Henry Morris, the former state comptroller’s top political aide, was charged in March 2009, along with David Loglisci, the pension fund’s ex-top investment officer, who one year later became the sixth person to plead guilty in the scheme.

New York Supreme Court Judge Lewis Bart Stone dismissed some of the 90 counts Morris faced, but ruled he could be tried on charges including money laundering, bribery and violating the state securities law, the Martin Act.

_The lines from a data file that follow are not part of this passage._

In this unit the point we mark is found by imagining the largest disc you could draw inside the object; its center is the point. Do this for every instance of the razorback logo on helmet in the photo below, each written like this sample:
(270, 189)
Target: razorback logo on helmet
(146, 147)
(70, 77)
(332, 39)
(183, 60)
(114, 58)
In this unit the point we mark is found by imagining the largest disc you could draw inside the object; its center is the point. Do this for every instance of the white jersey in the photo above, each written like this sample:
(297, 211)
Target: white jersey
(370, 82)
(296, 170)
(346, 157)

Attorney General Andrew Cuomo, the Democratic candidate in November’s gubernatorial election, had charged that Morris turned the state’s $132 billion pension fund into a piggybank, reaping millions of dollars in placement fees from individuals and firms that wanted to invest the public’s money.

The former Democratic comptroller, Alan Hevesi, has not been charged.

The case, however, has involved high-profile firms, such as The Carlyle Group [CYL.UL], and power players, including Steven Rattner, who once ran U.S. President Barack Obama’s auto bailout task force, as well as television actress Peggy Lipton Jones, best known for her role on “The Mod Squad” from 1968 to 1973.

THE ‘ANTI-SOCIAL’ CLUB

Morris’ lawyers argued the Martin Act does not apply as the pension fund suffered no economic harm.

But the judge held that the state securities law covers “anti-social behavior” that could damage New York’s financial sector, which happens to be the city’s economic engine.

The New York comptroller is the sole trustee of its pension fund, the Common Retirement Fund.

Cuomo’s probe led to state and federal crackdowns on placement agents, such as Morris, who often exploited political ties to win business for alternative investments with hedge funds and private equity firms.

“An evaluation of Morris’ behavior in light of real-world economics shows that his actions may also have had a substantial likelihood of causing a material economic loss to the Common Retirement Fund,” the judge wrote.

That is because the pension fund’s investments were not chosen strictly on their merits, but on the $35 million of fees that were paid by alternative investment firms.

“Morris’ scheme was to create a ‘toll gate’ for entry into the Common Retirement Fund alternate investment program where only those who paid Morris’ toll could enter,” the judge said.

Morris’ lawyers said the state’s Martin Act does not cover the limited partnerships that were involved.